We, however, often only appreciate the extraordinary in these cures performed by Jesus. We fail to notice that in order to carry out many of them, He resorted to the simplest words, gestures, and ingredients. In this manner, our Lord wanted to teach us that His miracles are not totally detached from human experience. Rather, they are possible when God makes do with the simplest earthly elements to carry out divine things.

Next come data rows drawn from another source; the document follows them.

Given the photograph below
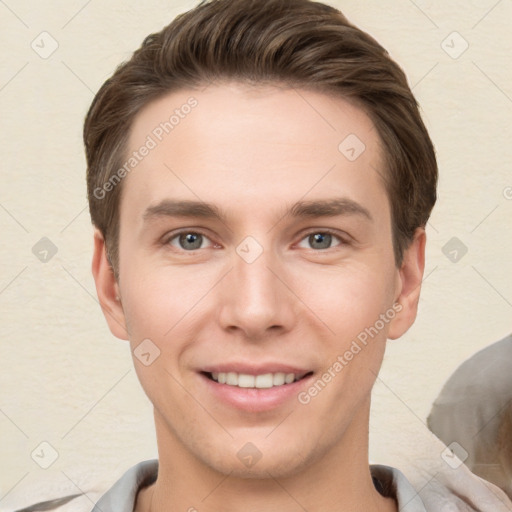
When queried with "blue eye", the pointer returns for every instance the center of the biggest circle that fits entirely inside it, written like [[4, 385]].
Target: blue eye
[[188, 240], [321, 239]]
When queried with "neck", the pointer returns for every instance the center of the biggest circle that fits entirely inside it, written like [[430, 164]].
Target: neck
[[339, 480]]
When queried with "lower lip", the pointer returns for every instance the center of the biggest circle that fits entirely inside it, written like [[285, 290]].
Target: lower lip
[[255, 399]]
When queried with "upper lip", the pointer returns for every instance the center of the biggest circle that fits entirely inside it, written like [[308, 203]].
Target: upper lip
[[255, 369]]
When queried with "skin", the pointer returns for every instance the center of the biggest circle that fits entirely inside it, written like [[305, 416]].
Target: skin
[[254, 151]]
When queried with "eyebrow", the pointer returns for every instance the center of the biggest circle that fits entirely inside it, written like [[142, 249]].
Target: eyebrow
[[301, 209]]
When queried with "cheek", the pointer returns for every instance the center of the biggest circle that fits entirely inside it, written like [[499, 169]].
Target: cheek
[[348, 299]]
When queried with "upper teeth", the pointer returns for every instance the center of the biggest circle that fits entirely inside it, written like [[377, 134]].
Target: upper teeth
[[244, 380]]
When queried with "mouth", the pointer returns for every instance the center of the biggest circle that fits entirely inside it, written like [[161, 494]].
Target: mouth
[[261, 381]]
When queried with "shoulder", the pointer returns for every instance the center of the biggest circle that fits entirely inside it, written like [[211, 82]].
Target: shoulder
[[120, 497], [456, 490]]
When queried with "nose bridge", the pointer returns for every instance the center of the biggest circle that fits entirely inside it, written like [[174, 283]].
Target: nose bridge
[[255, 299]]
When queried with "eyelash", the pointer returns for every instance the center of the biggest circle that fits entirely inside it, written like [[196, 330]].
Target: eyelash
[[166, 241]]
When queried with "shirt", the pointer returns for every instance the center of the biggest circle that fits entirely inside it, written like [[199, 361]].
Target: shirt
[[456, 490], [471, 407]]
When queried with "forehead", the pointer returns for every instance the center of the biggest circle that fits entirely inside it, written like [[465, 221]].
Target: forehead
[[237, 144]]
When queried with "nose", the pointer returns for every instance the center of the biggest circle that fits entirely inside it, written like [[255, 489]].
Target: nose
[[257, 297]]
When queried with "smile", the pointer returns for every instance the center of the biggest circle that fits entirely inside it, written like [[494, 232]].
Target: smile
[[262, 381]]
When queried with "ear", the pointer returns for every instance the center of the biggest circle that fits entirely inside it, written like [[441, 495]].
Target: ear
[[409, 279], [107, 289]]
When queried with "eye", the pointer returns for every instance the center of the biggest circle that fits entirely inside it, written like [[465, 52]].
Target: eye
[[187, 240], [321, 239]]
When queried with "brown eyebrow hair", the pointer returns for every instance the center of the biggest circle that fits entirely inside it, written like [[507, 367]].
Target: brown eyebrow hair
[[305, 209]]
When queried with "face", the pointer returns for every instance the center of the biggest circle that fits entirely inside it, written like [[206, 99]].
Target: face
[[256, 250]]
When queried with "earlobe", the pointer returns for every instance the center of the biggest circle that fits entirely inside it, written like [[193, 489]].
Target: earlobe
[[410, 278], [107, 289]]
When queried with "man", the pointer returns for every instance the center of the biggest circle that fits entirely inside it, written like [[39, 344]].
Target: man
[[260, 178]]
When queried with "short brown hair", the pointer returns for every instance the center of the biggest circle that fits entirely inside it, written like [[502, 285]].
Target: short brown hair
[[299, 43]]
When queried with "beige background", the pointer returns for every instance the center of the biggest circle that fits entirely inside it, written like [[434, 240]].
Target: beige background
[[65, 380]]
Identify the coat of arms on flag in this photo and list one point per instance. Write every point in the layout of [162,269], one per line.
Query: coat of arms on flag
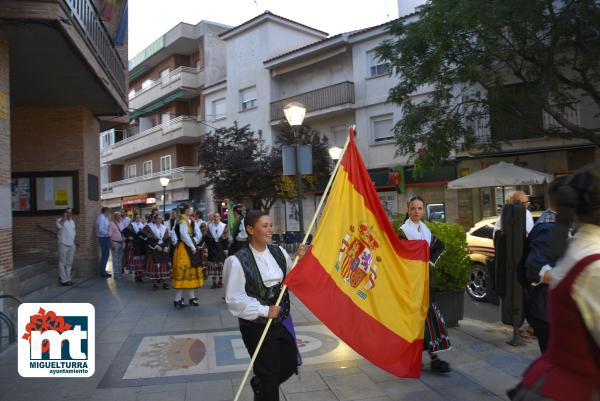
[356,262]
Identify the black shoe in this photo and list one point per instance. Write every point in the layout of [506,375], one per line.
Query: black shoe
[439,366]
[179,304]
[256,387]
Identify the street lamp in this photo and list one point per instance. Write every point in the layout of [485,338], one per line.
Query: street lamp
[164,181]
[294,114]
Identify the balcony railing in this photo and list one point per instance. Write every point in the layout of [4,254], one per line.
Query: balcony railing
[84,12]
[173,174]
[323,98]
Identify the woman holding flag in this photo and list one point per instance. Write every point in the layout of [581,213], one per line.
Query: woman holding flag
[436,336]
[253,278]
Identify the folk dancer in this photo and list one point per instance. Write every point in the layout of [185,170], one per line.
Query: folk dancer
[158,267]
[436,336]
[253,278]
[187,270]
[217,240]
[569,370]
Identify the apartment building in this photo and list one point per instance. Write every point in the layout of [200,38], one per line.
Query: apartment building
[62,81]
[166,113]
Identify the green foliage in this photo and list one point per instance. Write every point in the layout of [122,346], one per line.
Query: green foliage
[452,270]
[466,52]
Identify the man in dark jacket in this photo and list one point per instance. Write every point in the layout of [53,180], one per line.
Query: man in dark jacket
[537,263]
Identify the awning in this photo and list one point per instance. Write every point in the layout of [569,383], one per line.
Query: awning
[501,175]
[135,114]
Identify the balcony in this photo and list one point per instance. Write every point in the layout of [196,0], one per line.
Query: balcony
[320,101]
[183,82]
[181,177]
[180,130]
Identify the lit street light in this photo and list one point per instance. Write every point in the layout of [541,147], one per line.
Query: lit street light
[164,181]
[294,114]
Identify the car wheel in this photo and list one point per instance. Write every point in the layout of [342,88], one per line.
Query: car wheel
[476,286]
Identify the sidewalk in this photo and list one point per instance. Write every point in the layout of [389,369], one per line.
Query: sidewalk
[147,350]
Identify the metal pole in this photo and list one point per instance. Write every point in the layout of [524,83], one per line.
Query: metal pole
[299,185]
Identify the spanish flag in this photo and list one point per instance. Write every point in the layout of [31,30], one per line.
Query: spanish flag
[360,280]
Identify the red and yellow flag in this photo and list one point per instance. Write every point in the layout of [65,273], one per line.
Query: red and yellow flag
[360,280]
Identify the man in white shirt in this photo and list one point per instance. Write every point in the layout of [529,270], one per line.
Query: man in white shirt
[66,246]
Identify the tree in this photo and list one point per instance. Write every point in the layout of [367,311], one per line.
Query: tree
[496,62]
[238,165]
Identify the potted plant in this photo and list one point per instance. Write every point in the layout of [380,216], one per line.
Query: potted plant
[450,275]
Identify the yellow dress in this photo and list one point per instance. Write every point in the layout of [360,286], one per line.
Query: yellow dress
[184,275]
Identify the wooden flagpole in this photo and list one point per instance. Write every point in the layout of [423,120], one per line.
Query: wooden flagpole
[284,288]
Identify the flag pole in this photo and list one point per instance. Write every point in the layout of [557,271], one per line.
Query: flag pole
[296,258]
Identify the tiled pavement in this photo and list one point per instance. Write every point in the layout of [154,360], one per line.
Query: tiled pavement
[129,315]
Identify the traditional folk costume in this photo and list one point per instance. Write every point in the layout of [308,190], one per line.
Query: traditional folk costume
[216,239]
[569,370]
[158,266]
[252,283]
[436,335]
[136,255]
[187,269]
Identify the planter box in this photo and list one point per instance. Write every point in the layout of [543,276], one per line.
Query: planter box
[451,305]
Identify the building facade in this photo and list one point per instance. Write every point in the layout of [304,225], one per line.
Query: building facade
[62,81]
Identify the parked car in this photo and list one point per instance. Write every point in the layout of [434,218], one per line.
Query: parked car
[481,245]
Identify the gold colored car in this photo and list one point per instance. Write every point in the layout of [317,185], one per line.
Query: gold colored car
[481,245]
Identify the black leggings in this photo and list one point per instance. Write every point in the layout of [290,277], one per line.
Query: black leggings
[276,360]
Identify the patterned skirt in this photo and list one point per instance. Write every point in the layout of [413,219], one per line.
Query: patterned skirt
[184,275]
[135,263]
[158,266]
[215,268]
[436,335]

The Gospels abound with many examples! In curing a blind man, our Lord mixed His saliva with dust and made some sort of muddy paste. This was applied to the blind man’s eyes and he regained his sight. Jesus touched the dead youth of Naim and the daughter of Jairo and restored them back to life. He commanded paralytics to rise and Lazarus to come forth from the grave. He transformed water into wine without any direct action or words but on the faith of the servants.
In other words, Jesus did not resort to an unknown chemical or magical formula to carry out His miracles. The results of these actions were truly extraordinary and reinforced His disciples’ faith. Furthermore, Jesus demonstrated that they were possible by making do with ordinary human words, actions and substances. This is further emphasized when He gave His apostles powers to heal the sick and to cast out demons.
This idea of God making do with human realities affords us two consoling lessons: first, as St. Josemaría puts it, our Lord (literally like a playful Father to His children) hides His graces behind the most ordinary realities of life. He called this the quid divinium or the ‘divine something’ hidden in common realities.
If we are, so to speak, “game” or “engaged,” then we will find many graceful treasures during the day imbedded in our work, family, rest and including life’s numerous trials (illness, financial difficulties, misunderstandings, etc.) We allow God to mix these ingredients with our life, and He makes do with them to work our conversion and perfection.
The second idea refers to our being God’s instruments to carry out the work of co-redemption. This is both a humbling and also inspiring truth: God makes do with us despite the fact that we are inept and often, unfaithful instruments to carry out His will here on earth.
Our own experience humbles us when we admit our laziness, sensuality, envy and pride. Somehow, we are baffled with how our Lord continues to count on us, despite our stubbornness and ungratefulness to His grace.
We only have to see how many men and women from the Old Testament to the New Testament, and even in the present history of the Church, how God continues with this ‘divine logic’ of making do with the most unexpected instruments (Moses, Jonah, Peter, Thomas, you and me included).
Such being the manner with which God proceeds to shower His blessings upon men urges us to place ourselves trustingly in His hands, as ‘clay in the potter’s hands’. Thus, we will have no right to claim any merit on our part, and it will be truly seen with greater clarity than ever that such marvels have been possible only through God, who wonderfully makes do with man.